When to Hire an Unemployment Attorney

Losing your job is hard enough. Your missing income hurts not just your pride, but also your bottom line. While it might feel counterintuitive to pay an unemployment attorney when you’re already short on cash, it could, in fact, be a great decision.

Unemployment paperwork might seem very simple and straightforward. In some states, you can even do the paperwork online. While each state requires differing information, all states require basic information like name, date of birth, and work history. You also have to give a reason for your unemployment. If you have been unemployed through no fault of your own, the state will quickly process the form, and you should begin receiving your benefits within a few weeks. However, there are several reasons why you might want to contact an unemployment attorney in order to gain access to your benefits.

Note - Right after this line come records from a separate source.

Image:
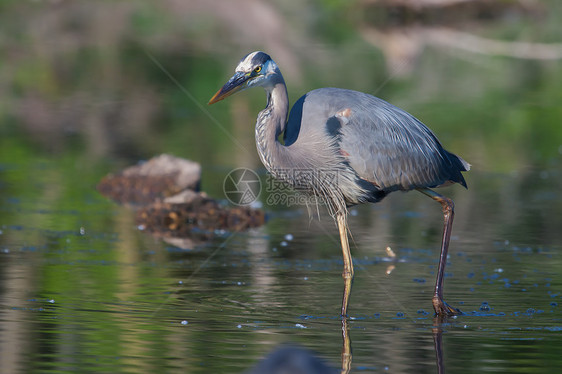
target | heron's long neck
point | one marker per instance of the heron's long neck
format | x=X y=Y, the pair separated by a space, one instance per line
x=270 y=124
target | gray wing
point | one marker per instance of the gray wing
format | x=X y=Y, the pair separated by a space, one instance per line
x=382 y=143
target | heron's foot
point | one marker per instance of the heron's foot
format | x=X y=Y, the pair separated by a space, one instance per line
x=443 y=309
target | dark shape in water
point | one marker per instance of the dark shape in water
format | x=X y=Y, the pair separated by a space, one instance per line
x=294 y=360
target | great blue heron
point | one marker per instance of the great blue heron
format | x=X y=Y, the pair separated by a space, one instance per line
x=349 y=148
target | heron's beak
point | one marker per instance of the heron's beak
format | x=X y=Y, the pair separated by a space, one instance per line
x=235 y=84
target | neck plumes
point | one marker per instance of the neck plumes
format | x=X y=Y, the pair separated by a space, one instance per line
x=270 y=124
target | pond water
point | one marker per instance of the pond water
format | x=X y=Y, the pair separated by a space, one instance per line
x=90 y=87
x=84 y=290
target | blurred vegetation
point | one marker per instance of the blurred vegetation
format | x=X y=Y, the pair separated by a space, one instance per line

Your Benefits Are Improperly Denied

If you have already been denied benefits, you have the right to appeal the decision. You have to file the appeal in writing and then attend a hearing. You may be able to phone into the hearing, but your presence is still the only way for the state to hear your side of it. A lawyer can help you prepare all the documents for the hearing. Correctly prepared documents can make the difference between winning the appeal and losing it.

You Were Fired

Unemployment is for those who are out of a job through no fault of their own. That means if you leave voluntarily or if you were fired for a serious reason, you won’t be eligible. In order to determine if your reasons for leaving a job qualify you for benefits, you must fill out paperwork and attend a hearing. How your facts are presented to the panel will determine whether or not you are able to receive benefits. Your unemployment attorney can help you fill out the paperwork appropriately and present your case effectively in order to help you gain access to the benefits you need.

You Have Legal Claims Against Your Former Employer

There are times in which you may have a legal claim against the employer who released you from your job. If your legal rights have been violated by this employer, a lawyer can help you bring a suit against him or her. Some examples include being laid off due to race, gender, or sexual orientation. Other reasons to bring a suit against your former employer may include being fired for reporting violations of health and safety codes to the appropriate authorities. An unemployment attorney can look at the facts of your case and determine if you have enough evidence to proceed with a suit against a former employer. If the case is good, not only can a lawyer help file for state benefits but they can also help prep any other civil suit you may want to bring against the company.